High -defense CDN node safety protection plan (hereinafter referred to as high -defense CDN nodes) uses enough CDN node connection points and single CDN node connection points to have certain DDOS security protection capabilities to achieve security protection when server DDOS attacks. Generally speaking, the number of CDN nodes of high-defense CDN manufacturers is greater than 50, and the DDOS protection capacity of single CDN nodes is between 20-100Gbps.

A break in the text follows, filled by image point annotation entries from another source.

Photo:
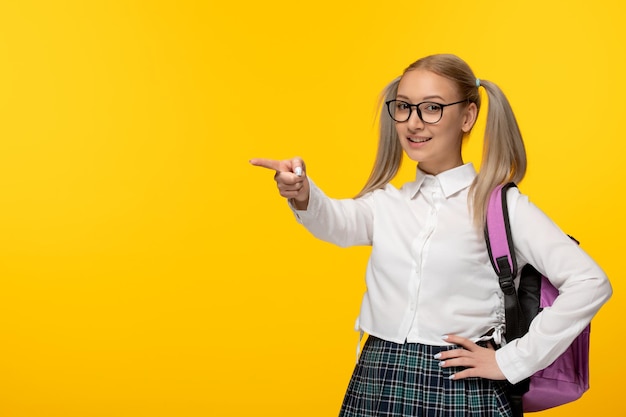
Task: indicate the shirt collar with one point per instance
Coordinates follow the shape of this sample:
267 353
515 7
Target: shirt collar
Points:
450 181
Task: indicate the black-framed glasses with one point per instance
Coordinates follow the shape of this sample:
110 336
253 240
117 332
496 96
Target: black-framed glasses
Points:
428 111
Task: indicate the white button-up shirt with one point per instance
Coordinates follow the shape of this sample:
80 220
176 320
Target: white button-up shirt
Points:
429 272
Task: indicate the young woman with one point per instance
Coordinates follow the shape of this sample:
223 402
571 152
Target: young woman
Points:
433 309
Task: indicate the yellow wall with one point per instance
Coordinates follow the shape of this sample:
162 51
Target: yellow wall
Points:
146 269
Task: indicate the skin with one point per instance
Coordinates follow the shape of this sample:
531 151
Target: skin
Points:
436 148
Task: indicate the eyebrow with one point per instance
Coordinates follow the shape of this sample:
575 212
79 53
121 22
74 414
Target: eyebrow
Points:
425 98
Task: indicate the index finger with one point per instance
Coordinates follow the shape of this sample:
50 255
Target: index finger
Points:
266 163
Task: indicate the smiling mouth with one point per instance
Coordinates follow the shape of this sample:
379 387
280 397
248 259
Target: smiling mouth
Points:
420 140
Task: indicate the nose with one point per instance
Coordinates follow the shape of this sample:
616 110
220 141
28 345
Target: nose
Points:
415 122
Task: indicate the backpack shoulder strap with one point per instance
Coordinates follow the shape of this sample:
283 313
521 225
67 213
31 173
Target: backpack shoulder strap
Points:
502 255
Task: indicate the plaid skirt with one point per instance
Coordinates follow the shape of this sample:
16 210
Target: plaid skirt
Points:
393 380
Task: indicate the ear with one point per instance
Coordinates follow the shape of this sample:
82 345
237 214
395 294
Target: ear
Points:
469 118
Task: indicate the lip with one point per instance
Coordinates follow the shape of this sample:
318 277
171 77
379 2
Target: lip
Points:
418 139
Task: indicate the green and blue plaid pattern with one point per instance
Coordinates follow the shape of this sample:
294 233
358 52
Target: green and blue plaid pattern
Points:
393 380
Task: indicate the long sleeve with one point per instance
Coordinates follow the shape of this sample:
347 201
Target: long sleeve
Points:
346 222
583 289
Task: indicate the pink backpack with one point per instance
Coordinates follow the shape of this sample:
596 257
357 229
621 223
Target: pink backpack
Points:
567 378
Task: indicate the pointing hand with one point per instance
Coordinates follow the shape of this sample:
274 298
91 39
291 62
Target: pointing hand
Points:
290 178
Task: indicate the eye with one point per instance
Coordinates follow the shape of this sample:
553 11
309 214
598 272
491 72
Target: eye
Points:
402 106
430 107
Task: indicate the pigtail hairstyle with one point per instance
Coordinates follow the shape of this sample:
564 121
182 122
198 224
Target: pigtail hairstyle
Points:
504 156
389 154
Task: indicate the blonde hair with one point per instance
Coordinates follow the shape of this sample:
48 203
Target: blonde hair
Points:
504 155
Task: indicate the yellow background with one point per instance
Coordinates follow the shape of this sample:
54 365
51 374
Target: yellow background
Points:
146 269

CDN high defense has the following five characteristics:
Website acceleration capabilities are better: CDN nodes are generally distributed according to the province according to the line. Business traffic is generally scheduled through DNS intelligent analysis. Users can access business websites through the best CDN nodes. CDN nodes can be on business websites. Static resources are accelerated, so the delay of user access will be greatly reduced, and the experience will be better.

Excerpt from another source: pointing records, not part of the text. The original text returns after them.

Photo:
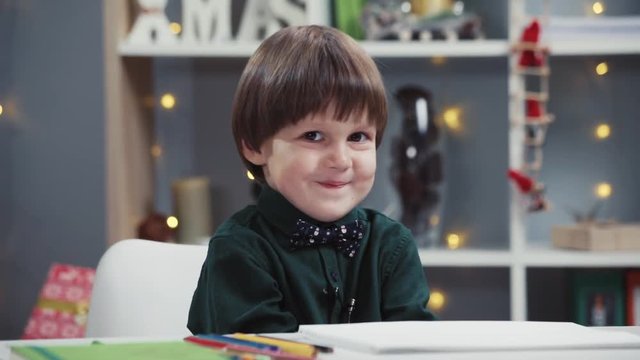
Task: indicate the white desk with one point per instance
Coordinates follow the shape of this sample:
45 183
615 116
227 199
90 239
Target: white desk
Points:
582 354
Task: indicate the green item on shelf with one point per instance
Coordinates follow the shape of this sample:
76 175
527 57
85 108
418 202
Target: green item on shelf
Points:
131 351
598 297
347 16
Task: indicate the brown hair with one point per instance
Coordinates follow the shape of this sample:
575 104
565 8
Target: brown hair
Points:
299 71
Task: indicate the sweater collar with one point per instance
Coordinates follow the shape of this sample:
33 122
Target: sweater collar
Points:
281 213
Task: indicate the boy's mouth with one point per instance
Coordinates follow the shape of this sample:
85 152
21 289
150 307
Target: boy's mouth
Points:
333 184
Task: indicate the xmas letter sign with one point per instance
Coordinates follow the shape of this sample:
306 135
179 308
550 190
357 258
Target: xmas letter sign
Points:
209 21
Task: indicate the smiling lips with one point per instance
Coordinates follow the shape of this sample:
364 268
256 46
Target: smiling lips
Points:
333 184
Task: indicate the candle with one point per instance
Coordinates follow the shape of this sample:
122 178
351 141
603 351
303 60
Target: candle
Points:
192 207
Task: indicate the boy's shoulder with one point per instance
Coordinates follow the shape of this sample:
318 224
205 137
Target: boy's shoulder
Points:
238 224
382 222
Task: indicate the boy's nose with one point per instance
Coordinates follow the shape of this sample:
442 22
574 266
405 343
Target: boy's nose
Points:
339 157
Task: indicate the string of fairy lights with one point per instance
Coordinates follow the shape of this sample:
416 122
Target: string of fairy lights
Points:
453 120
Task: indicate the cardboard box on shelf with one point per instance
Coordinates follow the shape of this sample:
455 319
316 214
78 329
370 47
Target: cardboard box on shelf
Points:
597 236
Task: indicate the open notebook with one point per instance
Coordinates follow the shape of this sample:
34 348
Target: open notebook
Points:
425 336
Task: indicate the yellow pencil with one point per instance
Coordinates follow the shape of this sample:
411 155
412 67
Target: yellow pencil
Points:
284 345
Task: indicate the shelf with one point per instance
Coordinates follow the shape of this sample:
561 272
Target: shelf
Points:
542 256
629 45
464 258
230 50
466 48
461 48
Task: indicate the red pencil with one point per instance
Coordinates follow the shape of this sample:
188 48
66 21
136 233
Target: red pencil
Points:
244 349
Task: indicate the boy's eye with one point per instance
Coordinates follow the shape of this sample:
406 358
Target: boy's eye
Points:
359 137
312 136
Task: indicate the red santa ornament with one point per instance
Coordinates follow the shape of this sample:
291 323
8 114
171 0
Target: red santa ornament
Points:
528 186
530 37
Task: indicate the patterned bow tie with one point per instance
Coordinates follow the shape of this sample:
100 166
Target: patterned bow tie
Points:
345 238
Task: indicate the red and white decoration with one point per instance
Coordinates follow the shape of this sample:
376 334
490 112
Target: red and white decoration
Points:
61 311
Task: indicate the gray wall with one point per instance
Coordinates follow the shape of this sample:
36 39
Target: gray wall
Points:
52 177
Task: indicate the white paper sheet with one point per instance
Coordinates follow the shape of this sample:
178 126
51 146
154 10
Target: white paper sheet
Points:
421 336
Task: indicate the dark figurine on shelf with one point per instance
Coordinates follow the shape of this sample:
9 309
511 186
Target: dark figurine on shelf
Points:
417 164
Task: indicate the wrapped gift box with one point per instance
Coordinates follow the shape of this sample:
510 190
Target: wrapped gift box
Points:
595 236
61 311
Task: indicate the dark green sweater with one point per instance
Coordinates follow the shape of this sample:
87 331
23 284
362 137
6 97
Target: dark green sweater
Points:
251 280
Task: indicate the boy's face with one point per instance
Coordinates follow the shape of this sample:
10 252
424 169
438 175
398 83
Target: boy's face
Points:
322 166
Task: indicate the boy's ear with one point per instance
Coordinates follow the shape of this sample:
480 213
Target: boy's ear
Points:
254 156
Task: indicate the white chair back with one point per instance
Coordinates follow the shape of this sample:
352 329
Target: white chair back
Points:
143 288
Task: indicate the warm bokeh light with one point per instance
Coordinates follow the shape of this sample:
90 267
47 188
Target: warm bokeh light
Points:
172 222
454 241
156 151
168 101
597 7
603 131
438 60
602 68
437 300
175 28
603 190
451 117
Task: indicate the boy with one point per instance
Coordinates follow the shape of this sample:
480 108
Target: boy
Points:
308 115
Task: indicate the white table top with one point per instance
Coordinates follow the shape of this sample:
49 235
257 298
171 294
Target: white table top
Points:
581 354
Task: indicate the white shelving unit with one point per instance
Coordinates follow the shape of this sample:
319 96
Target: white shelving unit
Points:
479 48
521 255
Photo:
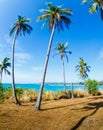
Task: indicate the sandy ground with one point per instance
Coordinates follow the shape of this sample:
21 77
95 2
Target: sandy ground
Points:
65 114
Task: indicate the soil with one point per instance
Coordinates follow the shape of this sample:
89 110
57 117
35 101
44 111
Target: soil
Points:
65 114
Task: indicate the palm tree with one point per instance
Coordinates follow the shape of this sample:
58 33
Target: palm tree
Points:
95 5
4 67
62 50
54 16
83 69
19 27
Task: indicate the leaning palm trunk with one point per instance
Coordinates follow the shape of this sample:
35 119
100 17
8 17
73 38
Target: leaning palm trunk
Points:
64 77
38 103
1 76
13 79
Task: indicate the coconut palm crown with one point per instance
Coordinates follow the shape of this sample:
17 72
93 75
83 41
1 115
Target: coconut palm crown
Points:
83 69
4 67
61 48
95 5
21 26
54 14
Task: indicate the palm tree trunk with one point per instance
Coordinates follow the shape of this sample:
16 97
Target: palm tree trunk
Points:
64 77
13 79
38 103
1 76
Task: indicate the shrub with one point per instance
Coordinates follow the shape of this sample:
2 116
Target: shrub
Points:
48 95
19 92
8 93
92 86
29 95
1 93
79 93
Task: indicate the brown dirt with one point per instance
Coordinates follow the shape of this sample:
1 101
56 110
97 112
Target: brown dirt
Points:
66 114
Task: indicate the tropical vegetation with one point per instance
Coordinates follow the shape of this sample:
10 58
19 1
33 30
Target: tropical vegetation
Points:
95 5
61 49
4 67
54 16
92 86
21 26
82 68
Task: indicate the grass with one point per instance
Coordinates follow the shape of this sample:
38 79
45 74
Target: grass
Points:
66 114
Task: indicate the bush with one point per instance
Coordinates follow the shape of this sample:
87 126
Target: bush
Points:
29 95
19 92
8 93
48 95
1 93
92 86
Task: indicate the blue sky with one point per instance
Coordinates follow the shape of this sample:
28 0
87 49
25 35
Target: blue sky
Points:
84 37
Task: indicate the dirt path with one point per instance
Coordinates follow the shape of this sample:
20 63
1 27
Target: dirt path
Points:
66 114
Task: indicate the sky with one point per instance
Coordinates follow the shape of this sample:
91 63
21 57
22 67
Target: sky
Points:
84 37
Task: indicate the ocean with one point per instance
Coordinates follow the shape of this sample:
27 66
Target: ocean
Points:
48 87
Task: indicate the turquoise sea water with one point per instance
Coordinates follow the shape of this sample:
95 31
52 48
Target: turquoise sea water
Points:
48 87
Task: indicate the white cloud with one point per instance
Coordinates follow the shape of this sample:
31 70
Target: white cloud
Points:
100 55
7 39
35 68
22 55
22 58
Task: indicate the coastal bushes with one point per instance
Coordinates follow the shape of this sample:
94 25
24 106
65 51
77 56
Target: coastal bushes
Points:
29 95
1 93
92 86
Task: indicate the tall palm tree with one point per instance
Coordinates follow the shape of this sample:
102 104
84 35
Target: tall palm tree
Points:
62 50
83 69
54 16
95 5
4 67
21 26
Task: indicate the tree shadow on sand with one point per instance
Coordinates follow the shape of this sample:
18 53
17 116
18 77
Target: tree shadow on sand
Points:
95 106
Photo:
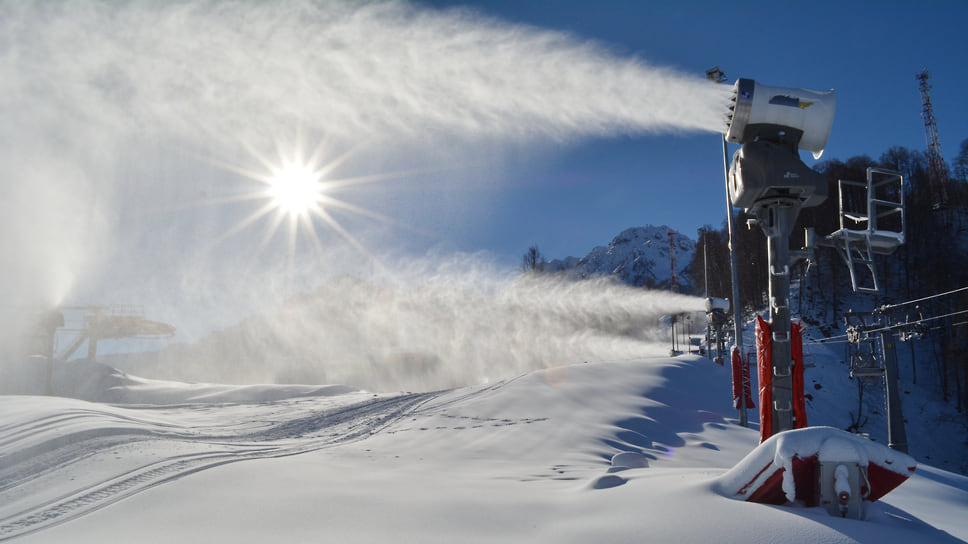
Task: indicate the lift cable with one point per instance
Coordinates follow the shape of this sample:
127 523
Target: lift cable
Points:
890 306
832 339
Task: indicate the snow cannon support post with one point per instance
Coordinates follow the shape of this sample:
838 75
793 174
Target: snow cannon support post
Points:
764 356
741 381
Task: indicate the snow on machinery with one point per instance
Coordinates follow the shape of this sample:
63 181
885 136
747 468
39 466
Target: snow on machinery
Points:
97 323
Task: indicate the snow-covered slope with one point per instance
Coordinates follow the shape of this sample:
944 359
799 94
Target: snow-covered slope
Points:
639 256
525 459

The seven -layer protection ability is better: because the main function of the CDN node is to accelerate and forward the seven layers, so single CDN nodes have a certain processing ability, plus many distributed nodes, so when the DDOS attack against URL It will be scattered by DNS to scattered to each CDN node, and make full use of the width of the entire network to achieve effective protection.
DDOS attacks that cannot be defensive: Because the protection capacity of high-defense CDN nodes is generally between 20-100Gbps. If the attacker is bound to the host to specify the node to attack, or launch an attack on each node IP The protection capacity of the CDN node will cause all business services to be interrupted by all business services of a single CDN node. If the attacker launch a large traffic attack in order for the CDN node, it will cause the user's business to switch between the nodes (a single switching time is about about about about 2-5 minutes), it may even cause the entire service to interrupt.

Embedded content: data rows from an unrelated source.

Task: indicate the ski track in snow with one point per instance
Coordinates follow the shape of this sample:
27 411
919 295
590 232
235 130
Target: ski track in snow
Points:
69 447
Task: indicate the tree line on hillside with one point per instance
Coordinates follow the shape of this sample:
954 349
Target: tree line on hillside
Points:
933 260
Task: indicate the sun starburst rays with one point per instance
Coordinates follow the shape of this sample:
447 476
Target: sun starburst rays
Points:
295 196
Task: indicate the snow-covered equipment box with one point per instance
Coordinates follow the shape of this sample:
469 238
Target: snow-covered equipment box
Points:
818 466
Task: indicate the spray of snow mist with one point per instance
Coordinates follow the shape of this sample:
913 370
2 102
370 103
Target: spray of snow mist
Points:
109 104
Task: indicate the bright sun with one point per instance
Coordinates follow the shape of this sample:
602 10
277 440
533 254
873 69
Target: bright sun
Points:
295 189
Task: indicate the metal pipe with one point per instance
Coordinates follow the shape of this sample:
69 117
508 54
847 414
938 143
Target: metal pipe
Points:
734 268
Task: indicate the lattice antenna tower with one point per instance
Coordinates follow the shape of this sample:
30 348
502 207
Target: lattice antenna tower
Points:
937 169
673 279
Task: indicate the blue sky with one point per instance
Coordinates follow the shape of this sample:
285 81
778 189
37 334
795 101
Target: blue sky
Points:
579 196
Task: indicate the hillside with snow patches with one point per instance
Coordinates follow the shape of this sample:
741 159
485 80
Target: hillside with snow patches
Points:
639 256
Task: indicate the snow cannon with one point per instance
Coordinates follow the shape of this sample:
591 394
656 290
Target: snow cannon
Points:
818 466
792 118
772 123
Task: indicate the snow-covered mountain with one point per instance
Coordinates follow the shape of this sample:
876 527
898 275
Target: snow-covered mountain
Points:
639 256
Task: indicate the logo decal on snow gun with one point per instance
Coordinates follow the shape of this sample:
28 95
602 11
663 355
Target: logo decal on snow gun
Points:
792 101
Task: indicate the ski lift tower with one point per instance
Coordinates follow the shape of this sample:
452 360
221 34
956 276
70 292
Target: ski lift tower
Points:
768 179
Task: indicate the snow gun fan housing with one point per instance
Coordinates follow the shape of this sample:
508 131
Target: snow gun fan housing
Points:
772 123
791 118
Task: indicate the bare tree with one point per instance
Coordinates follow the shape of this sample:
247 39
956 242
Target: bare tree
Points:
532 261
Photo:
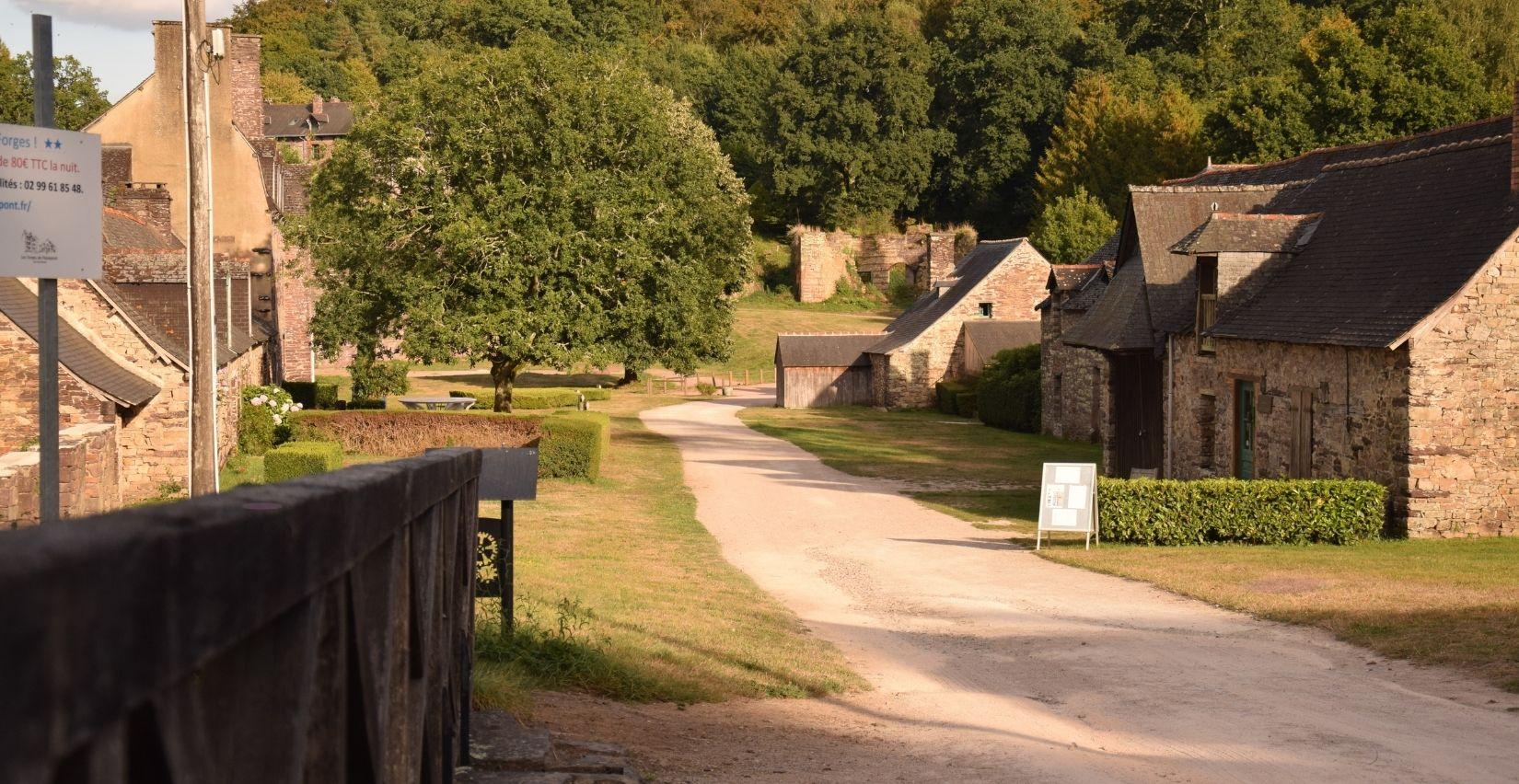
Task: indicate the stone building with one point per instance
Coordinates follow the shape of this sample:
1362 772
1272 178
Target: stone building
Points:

Sharing IP cannot distinguish between specific attacks: CDN nodes generally allocate the business by sharing IP segments. One IP may load multiple domain name services. Therefore, if an IP suffers from DDOS attacks, it is not possible to distinguish which domain name business comes from. The general approach of high -defense CDN manufacturers is to return all the business domain names related to IP. This method will cause the attack traffic directly to the source station, or expose the source station to the attacker, causing the source station's security risk to increase sharply.
Support the hidden source station: The high -defense CDN exposes the shared IP address segment of each node. The business of the source station is realized through the CDN node IP. Safety.
Analysis of high -defense IP protection solutions
High -defense IP Protection Scheme (hereinafter referred to as high -defense IP) is a DDOS protection node that uses the large bandwidth and protection capabilities of construction in various regions to achieve DDOS protection. Generally speaking, the number of high -defense IP manufacturers in the country's protection nodes is 2 is 2 -10, a single-node DDOS protection capacity is generally between 300-1000Gbps.
High -defense IP protection has the following three characteristics:
DDOS protection effect: For the needs of different customers, high -defense IP manufacturers generally provide one or more high -defense nodes to protect the customer's business. All the traffic of customers will converge to high defense nodes, and high defense nodes generally have 300 300 -1000Gbps's protection capacity, as long as the attack traffic is smaller than the maximum protection capacity of the node, the node can be easily cope.
Website acceleration ability is slightly weaker: High -defense IP nodes are generally less than 10, and they cannot be accelerated by the website through the CDN nodes provided by the provinces, but high -defense IP can also provide multiple regional nodes. Static resources have accelerated caching and DNS scheduling according to the region or lines, which can effectively reduce the use of bandwidth resources of the source station and realize the ability to access according to the region or line.
Support hidden source stations: High -defense IP is exposed to the independent high -defense IP of each node. Through the independent IP of each high -defense node, business forwarding is achieved. The attacker cannot obtain the real user source station through business interaction, thereby ensuring the source station. Safety.
According to the above comparison results, CDN's high defense DDOS protection capacity is weaker than high defense IP, but website acceleration capabilities account for excellent requirements. Wait for business. High -defense IP is suitable for users with low requirements for website acceleration. DDOS attack threats are not clear, and users with frequent dynamic interactions with the source station, such as game business, Internet financial business, small promotion websites, external business systems, etc.
At present, there are very few DDOS attacks below 100Gbps, and the attack traffic is still expanding. If it is necessary to effectively protect the DDOS attack, the maximum protection capacity of a single node is the most important. Only the single -point protection capacity is sufficient can the DDOS suffer from the large traffic DDOS can be ensured The business is not affected by any time when attacking.